Concerns about short selling triggered a market circuit breaker on shares of Under Armour Inc. Tuesday in heavy trading that saw the sportswear company’s shares drop 11 percent.
Despite a strong earnings report, shares of the Baltimore-based company lost $8.83, or 11.25 percent, to close at $69.64 on the New York Stock Exchange. Trading volume was four times heavier than average during the day, as $328.57 million worth of shares changed hands.
The Security and Exchange Commission enacted the alternative uptick rule (Rule 201) in February 2010 to restrict short sellers from driving the price of a stock down further after it drops more than 10 percent in one day. Under the rule, long sellers are bumped to the front when selling their shares.
A spokeswoman for the New York Stock Exchange confirmed that Rule 201 was implemented at 9:39 a.m.
According to the SEC, short selling, “involves the selling of a security that an investor does not own or has borrowed. When shorting a stock, the investor expects that he or she can buy back the stock at a later date for a lower price than it was sold for.”
As of Tuesday, short selling interest accounted for 10 percent of Under Armour’s outstanding stock. These are shares that were sold short and have not been repurchased to close out the position.
Before the markets opened, the company reported net revenue of $312.7 million for the first three months of 2011, compared with $229.4 million to the corresponding period last year. As a result, profit increased to $12.1 million for the quarter compared with $7.2 million in the first quarter of 2010.
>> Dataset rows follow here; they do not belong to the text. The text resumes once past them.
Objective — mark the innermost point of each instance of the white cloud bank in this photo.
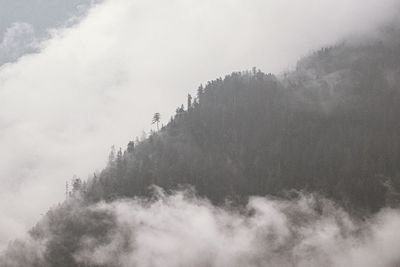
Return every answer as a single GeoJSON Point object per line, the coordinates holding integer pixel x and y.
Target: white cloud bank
{"type": "Point", "coordinates": [185, 231]}
{"type": "Point", "coordinates": [98, 82]}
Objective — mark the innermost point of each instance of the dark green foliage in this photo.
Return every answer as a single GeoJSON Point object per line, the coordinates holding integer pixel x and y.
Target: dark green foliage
{"type": "Point", "coordinates": [331, 126]}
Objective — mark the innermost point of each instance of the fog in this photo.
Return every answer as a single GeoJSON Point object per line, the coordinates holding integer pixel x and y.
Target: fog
{"type": "Point", "coordinates": [97, 83]}
{"type": "Point", "coordinates": [182, 230]}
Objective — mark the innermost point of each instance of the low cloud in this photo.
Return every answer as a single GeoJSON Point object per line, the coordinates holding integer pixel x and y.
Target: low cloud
{"type": "Point", "coordinates": [184, 230]}
{"type": "Point", "coordinates": [97, 83]}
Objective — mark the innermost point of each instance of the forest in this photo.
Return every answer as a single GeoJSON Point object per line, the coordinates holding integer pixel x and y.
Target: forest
{"type": "Point", "coordinates": [329, 127]}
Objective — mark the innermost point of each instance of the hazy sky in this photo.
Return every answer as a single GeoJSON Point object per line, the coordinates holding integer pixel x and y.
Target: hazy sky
{"type": "Point", "coordinates": [98, 82]}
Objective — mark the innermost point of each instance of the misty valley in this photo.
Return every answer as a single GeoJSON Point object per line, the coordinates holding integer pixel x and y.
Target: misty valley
{"type": "Point", "coordinates": [255, 169]}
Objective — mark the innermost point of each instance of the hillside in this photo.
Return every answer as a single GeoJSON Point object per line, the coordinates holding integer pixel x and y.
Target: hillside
{"type": "Point", "coordinates": [331, 126]}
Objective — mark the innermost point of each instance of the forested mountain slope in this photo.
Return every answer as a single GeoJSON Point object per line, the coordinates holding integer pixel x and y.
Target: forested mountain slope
{"type": "Point", "coordinates": [331, 126]}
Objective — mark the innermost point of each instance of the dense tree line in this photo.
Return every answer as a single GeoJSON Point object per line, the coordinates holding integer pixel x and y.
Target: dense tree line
{"type": "Point", "coordinates": [330, 126]}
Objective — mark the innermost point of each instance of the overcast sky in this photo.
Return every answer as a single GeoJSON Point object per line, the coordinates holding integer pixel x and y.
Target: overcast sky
{"type": "Point", "coordinates": [97, 83]}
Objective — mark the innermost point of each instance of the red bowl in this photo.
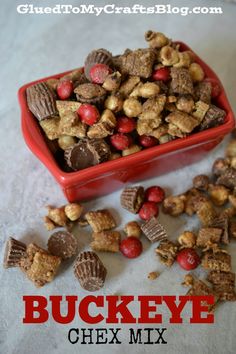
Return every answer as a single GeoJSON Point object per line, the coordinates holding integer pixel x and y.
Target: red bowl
{"type": "Point", "coordinates": [109, 176]}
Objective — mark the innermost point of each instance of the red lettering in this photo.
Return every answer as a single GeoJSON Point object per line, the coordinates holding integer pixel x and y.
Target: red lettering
{"type": "Point", "coordinates": [198, 308]}
{"type": "Point", "coordinates": [175, 309]}
{"type": "Point", "coordinates": [56, 308]}
{"type": "Point", "coordinates": [146, 308]}
{"type": "Point", "coordinates": [31, 309]}
{"type": "Point", "coordinates": [114, 309]}
{"type": "Point", "coordinates": [84, 305]}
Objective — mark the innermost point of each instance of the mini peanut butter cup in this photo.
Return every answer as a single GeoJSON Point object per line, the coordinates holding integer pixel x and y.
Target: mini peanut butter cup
{"type": "Point", "coordinates": [87, 153]}
{"type": "Point", "coordinates": [14, 252]}
{"type": "Point", "coordinates": [98, 56]}
{"type": "Point", "coordinates": [41, 101]}
{"type": "Point", "coordinates": [90, 93]}
{"type": "Point", "coordinates": [132, 198]}
{"type": "Point", "coordinates": [153, 230]}
{"type": "Point", "coordinates": [62, 244]}
{"type": "Point", "coordinates": [90, 271]}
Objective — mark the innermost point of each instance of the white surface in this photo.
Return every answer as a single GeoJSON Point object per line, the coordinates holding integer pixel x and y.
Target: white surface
{"type": "Point", "coordinates": [36, 46]}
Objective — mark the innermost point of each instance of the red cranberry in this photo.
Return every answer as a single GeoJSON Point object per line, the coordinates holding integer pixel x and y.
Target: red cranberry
{"type": "Point", "coordinates": [99, 73]}
{"type": "Point", "coordinates": [88, 114]}
{"type": "Point", "coordinates": [162, 74]}
{"type": "Point", "coordinates": [125, 125]}
{"type": "Point", "coordinates": [148, 210]}
{"type": "Point", "coordinates": [147, 141]}
{"type": "Point", "coordinates": [121, 141]}
{"type": "Point", "coordinates": [188, 259]}
{"type": "Point", "coordinates": [215, 87]}
{"type": "Point", "coordinates": [155, 194]}
{"type": "Point", "coordinates": [131, 247]}
{"type": "Point", "coordinates": [65, 89]}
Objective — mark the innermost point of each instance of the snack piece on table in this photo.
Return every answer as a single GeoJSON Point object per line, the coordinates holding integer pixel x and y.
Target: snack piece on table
{"type": "Point", "coordinates": [206, 213]}
{"type": "Point", "coordinates": [217, 261]}
{"type": "Point", "coordinates": [167, 252]}
{"type": "Point", "coordinates": [208, 235]}
{"type": "Point", "coordinates": [153, 230]}
{"type": "Point", "coordinates": [90, 271]}
{"type": "Point", "coordinates": [62, 244]}
{"type": "Point", "coordinates": [223, 284]}
{"type": "Point", "coordinates": [41, 101]}
{"type": "Point", "coordinates": [222, 222]}
{"type": "Point", "coordinates": [100, 220]}
{"type": "Point", "coordinates": [187, 240]}
{"type": "Point", "coordinates": [14, 252]}
{"type": "Point", "coordinates": [107, 241]}
{"type": "Point", "coordinates": [173, 205]}
{"type": "Point", "coordinates": [132, 198]}
{"type": "Point", "coordinates": [39, 266]}
{"type": "Point", "coordinates": [133, 228]}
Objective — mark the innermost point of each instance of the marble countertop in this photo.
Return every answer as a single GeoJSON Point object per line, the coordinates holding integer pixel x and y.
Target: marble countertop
{"type": "Point", "coordinates": [35, 46]}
Under Armour’s launch of its first line of cotton T-shirts helped bolster revenue, which jumped 36 percent in the first quarter. Apparel revenue for the quarter was $230.5 million compared with $172.6 million in the first three months of 2010.
The company said that diluted earnings per share for the first quarter were 23 cents, compared to 14 cents per share in the first quarter of 2010. Analysts on average had expected earnings of 19 cents per share, according to Thomson Reuters.
“We are truly at the beginning of a new era at our company,” Under Armour CEO Kevin Plank said in a conference call with analysts.
Plank told analysts that Under Armour was in a “strong execution mode” and pointed to highlights including a sponsorship deal with the English Premier League’s Tottenham Hotspur team and the unveiling of E39, an electronic evaluation tool that measures horsepower, heart rate, G-forces and body temperature, which is integrated into the company’s baseline compression shirt.
Plank said the company also planned to expand the use of cotton into the line, which until this year used solely synthetic fibers.
This fall will see the introduction of “Storm Cotton,” which Plank said will be a heavyweight, waterproof cotton-blend sweatshirt.
“It’s important to point out that Charged Cotton is not a one-item introduction, as much as a platform for Under Armour,” Plank said.
The company also boosted its full-year earnings guidance for 2011. The company said earnings would be in the $149 million and $153 million range. Under Armour, though, did report that inventory had surged 68 percent in the quarter to $248.6 million.
The Associated Press contributed to this article.